With Performance
This article was authored by Basil Frasure and copyrighted © 1994 by Vinyard Ink Press 
    Do you desire to be accepted by others, but find yourself critical and judgmental of others? Do you find yourself measuring friendships by the performance of others? Do you feel like no one cares? Do you often feel alone? Do you find yourself demanding performance of others? You may be compelled to perform to feel accepted. Please read Luke 10:38-42.

    Mary did two things according to the Scripture. She sat at the feet of Jesus and she heard his word. We can see at least five important characteristics: (1) availability, (2) nearness, (3) a position of service or being teachable, (4) attentiveness, (5) and receptiveness. Mary may have seen all that Martha saw to do. However, she laid aside what she was doing to make herself available to fellowship with Jesus. In spite of whatever fears she may have had, she made a point to get near Jesus. She also positioned herself at the feet of Jesus. She placed herself in a position of a servant, allowing Jesus to control the situation. A student or disciple would also place themselves at the feet of a teacher. Mary was open to what Jesus had to tell her. She received what he taught.

    Martha had a sincere desire to be able to relate (fellowship) to Jesus, for she was the one who invited Jesus into their home. However, she was "cumbered about with much serving." The word translated "cumbered" actually means "driven". Martha was driven by performance. She was controlled by the thought that she had to perform! She also became judgmental or critical of her sister, Mary. She measured her friendship with Mary by Mary's performance. She said to Jesus, "Don't you care how my sister treats me?" In other words, she felt that even Jesus might not care about her. She also felt left all alone. She told Jesus, "Make Mary come and help me." Again, she became demanding. Jesus responded to Martha, "Martha, Martha, thou are careful and troubled about many things." First, Martha was so caught up in the performance mode that Jesus called her name twice, just to get her attention. Then he spoke the truth in love. "You are full of cares!" "You are disturbed about many things!"

    Then Jesus gave her some very wise counsel. He said, "But one thing is needful; and Mary hath chosen that good part, which shall not be taken away from her." Please notice again, Martha was full of cares and disturbed about many things. However, Jesus expressed that she needed to be only concerned about one thing. What was that one thing? It was to relate (or fellowship) with Jesus. Martha was to make fellowshipping with Jesus the priority! Jesus did not say that performance was to be excluded. However, He said that Mary had chosen the best part. We must make ourselves available, we must get close, we must become teachable, we must be attentive, and we must receive what Jesus says. If we truly hear Him, then we will obey Him.

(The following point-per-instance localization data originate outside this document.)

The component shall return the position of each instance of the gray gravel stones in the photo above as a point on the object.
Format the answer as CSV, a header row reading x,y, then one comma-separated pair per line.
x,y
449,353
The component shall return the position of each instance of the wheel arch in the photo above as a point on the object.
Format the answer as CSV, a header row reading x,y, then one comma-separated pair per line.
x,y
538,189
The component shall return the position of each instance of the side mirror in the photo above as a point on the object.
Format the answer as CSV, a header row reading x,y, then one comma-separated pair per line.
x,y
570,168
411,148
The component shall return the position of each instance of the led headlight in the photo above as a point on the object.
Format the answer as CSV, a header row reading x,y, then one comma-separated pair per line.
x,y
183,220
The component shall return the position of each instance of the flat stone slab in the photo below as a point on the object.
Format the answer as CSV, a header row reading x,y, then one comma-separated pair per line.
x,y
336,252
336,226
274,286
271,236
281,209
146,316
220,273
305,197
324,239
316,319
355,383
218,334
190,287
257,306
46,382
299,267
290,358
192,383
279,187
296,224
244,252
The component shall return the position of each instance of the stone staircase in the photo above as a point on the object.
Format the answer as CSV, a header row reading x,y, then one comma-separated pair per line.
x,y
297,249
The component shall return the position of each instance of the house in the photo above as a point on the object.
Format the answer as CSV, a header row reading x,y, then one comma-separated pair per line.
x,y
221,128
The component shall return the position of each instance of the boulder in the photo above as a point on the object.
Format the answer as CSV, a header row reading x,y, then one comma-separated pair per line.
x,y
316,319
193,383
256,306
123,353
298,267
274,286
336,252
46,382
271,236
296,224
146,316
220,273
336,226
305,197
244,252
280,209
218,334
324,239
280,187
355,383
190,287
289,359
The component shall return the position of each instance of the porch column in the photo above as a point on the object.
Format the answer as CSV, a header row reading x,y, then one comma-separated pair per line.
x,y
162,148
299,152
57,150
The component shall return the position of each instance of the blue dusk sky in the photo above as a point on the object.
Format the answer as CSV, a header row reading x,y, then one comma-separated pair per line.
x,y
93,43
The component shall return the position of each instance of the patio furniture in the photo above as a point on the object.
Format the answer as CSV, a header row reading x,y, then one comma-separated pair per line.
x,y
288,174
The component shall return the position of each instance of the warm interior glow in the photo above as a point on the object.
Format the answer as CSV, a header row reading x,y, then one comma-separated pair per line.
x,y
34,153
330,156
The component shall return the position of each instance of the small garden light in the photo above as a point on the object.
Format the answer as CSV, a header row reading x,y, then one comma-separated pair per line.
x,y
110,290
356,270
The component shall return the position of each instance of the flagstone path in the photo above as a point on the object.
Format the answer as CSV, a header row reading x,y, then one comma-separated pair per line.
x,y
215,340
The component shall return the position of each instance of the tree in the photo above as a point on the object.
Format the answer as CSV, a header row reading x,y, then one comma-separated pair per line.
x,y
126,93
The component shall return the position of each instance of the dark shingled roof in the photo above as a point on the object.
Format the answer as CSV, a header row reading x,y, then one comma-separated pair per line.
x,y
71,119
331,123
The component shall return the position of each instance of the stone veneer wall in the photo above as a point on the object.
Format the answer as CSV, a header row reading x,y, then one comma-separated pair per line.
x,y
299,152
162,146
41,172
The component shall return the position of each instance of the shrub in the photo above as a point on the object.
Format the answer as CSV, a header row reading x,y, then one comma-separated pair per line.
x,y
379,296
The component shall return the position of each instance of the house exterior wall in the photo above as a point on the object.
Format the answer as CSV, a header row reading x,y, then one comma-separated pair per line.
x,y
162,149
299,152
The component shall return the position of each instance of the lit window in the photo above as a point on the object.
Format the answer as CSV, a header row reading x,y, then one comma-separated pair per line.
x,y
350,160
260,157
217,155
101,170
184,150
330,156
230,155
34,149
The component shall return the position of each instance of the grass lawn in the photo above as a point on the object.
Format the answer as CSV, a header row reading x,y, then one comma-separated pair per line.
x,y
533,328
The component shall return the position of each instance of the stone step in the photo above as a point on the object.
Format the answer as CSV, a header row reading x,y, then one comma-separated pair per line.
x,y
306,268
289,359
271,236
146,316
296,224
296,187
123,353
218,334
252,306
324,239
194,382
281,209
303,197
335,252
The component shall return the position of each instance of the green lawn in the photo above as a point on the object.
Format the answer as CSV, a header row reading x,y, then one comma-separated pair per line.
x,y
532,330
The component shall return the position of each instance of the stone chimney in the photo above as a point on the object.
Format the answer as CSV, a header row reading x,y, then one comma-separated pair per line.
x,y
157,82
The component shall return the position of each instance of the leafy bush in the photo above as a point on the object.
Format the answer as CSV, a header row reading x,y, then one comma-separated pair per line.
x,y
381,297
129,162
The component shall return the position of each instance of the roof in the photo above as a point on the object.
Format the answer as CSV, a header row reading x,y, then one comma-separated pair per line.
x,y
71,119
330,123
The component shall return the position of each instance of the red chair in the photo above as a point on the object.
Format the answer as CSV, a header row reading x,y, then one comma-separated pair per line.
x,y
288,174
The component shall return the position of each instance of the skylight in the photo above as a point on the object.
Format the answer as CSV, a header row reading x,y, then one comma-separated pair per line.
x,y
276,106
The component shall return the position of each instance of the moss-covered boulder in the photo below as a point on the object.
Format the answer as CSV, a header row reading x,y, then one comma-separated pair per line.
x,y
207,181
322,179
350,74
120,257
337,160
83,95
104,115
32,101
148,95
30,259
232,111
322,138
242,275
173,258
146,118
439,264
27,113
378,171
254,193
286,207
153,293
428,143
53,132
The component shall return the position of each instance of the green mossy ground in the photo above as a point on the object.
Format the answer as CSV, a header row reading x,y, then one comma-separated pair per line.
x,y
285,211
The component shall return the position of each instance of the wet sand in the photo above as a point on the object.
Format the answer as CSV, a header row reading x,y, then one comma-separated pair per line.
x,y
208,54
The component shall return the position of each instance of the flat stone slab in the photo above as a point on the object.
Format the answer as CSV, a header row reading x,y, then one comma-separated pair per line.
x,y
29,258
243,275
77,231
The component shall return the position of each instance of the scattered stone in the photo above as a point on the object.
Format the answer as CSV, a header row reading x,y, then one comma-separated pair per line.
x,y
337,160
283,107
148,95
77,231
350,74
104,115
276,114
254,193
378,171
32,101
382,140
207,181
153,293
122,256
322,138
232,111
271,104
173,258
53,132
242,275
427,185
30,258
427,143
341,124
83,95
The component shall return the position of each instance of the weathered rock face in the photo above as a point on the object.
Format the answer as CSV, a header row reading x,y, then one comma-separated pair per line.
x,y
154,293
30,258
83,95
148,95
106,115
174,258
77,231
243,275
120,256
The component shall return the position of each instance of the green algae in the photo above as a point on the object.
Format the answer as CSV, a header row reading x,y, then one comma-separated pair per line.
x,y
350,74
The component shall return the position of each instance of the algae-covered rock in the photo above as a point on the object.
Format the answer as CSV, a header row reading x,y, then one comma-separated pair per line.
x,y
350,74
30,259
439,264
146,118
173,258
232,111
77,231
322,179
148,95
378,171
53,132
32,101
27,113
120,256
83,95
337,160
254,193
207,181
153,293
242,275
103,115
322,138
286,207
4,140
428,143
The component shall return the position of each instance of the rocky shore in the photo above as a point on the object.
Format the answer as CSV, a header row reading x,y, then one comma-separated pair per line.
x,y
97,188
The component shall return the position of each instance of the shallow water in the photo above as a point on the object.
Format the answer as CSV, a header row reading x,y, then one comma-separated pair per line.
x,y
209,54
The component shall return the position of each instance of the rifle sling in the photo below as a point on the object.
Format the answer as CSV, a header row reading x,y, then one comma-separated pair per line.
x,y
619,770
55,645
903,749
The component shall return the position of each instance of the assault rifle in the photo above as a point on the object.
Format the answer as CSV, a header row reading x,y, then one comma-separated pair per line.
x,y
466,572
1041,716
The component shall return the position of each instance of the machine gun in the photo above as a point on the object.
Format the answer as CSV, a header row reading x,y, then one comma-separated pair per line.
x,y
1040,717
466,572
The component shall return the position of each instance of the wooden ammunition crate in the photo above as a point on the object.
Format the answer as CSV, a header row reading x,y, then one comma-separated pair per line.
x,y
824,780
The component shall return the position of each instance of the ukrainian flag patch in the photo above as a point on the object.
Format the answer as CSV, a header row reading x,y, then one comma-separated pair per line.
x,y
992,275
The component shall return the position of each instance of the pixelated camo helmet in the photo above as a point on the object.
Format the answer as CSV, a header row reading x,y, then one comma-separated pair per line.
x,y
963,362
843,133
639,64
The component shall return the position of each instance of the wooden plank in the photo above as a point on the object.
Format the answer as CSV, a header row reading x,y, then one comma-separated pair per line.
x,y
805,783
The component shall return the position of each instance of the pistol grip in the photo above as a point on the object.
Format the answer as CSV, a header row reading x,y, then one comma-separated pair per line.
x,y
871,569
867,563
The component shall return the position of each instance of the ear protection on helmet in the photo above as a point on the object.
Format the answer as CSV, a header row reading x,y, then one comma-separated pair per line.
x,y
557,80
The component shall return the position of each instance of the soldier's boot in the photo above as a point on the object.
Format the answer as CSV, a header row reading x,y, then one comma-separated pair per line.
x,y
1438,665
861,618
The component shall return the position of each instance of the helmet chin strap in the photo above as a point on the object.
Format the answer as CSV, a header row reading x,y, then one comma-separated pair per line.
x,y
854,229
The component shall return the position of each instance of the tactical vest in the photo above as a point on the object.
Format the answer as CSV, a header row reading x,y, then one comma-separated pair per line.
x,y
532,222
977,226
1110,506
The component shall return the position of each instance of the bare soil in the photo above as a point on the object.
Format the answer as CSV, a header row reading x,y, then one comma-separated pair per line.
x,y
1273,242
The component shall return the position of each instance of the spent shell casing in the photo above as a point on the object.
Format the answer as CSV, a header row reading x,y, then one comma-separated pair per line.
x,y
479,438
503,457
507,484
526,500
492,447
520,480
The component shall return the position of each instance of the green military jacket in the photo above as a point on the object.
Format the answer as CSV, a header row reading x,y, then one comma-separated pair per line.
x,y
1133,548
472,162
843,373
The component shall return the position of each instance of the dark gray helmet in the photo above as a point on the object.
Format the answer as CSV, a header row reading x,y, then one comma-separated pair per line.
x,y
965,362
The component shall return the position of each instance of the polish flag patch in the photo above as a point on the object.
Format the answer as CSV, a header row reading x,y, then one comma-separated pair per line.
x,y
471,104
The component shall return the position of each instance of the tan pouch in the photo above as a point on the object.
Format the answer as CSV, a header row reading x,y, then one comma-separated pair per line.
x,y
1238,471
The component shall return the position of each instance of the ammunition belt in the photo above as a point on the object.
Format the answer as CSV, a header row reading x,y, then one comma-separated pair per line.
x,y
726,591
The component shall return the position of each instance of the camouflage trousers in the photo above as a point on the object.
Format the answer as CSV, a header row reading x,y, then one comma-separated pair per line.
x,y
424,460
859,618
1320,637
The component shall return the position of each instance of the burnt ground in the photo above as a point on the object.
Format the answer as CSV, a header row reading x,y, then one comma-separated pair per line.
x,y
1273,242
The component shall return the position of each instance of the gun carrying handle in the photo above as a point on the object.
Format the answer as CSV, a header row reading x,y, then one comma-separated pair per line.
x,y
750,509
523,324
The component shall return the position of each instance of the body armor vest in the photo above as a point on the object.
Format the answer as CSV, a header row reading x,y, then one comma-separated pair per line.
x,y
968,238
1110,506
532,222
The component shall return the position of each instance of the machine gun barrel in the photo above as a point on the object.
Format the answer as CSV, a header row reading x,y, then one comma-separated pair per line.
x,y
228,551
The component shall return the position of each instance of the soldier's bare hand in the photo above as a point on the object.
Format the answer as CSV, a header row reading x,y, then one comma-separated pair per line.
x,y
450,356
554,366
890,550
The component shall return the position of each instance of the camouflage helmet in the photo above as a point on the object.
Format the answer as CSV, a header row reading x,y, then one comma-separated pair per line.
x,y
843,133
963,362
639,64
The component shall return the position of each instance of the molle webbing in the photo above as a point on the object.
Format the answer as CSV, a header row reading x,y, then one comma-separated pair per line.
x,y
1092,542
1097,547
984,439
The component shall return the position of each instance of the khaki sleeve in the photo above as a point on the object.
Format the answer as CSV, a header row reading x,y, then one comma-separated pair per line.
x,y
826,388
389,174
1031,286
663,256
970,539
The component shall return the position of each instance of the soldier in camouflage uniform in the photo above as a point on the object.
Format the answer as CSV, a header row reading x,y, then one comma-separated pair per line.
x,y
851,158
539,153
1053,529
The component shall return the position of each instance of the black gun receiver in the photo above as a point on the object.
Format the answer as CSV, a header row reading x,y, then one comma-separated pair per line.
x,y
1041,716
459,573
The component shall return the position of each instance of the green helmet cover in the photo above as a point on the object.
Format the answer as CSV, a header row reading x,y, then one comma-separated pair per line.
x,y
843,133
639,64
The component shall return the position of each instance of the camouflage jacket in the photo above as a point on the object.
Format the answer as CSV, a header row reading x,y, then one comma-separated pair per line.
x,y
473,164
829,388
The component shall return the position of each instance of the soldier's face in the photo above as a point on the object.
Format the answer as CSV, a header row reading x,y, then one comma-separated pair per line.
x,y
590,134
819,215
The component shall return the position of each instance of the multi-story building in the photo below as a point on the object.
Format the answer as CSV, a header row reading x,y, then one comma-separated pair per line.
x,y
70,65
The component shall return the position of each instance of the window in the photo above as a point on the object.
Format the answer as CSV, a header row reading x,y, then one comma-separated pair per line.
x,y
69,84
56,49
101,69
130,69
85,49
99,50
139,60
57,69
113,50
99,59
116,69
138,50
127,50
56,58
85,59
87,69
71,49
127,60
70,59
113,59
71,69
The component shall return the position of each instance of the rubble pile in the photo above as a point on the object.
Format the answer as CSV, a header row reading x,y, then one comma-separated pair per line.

    Jesus also said that this part will not be taken away. I have the responsibility to care for my mother who is 85 years old. I will make a list of medicines, groceries, and hardware supplies, make the necessary stops picking up the merchandise, and take it to Mother who lives a few miles out of town. I unload the supplies, check the bills, and do a few chores. By then, it is time for me to rush back to my office for counseling appointments. My Mother can't understand why I can't stay and talk with her. However, from another point of view, the groceries will be gone in a few days, the dog collar will be old in a few months, and the home fixtures will be gone in a few years. The only good thing that will remain will be the memories of the time I spent visiting with Mother.

    If we are to have the proper relationship (fellowship) with others, we must first have Mary's kind of fellowship with Jesus. Then we are to relate to others in the same way. (1) We are to make ourselves available, (2) be willing to get close, (3) place ourselves in a position of service or being taught, (4) be attentive, (5) then hear what they have to share with us.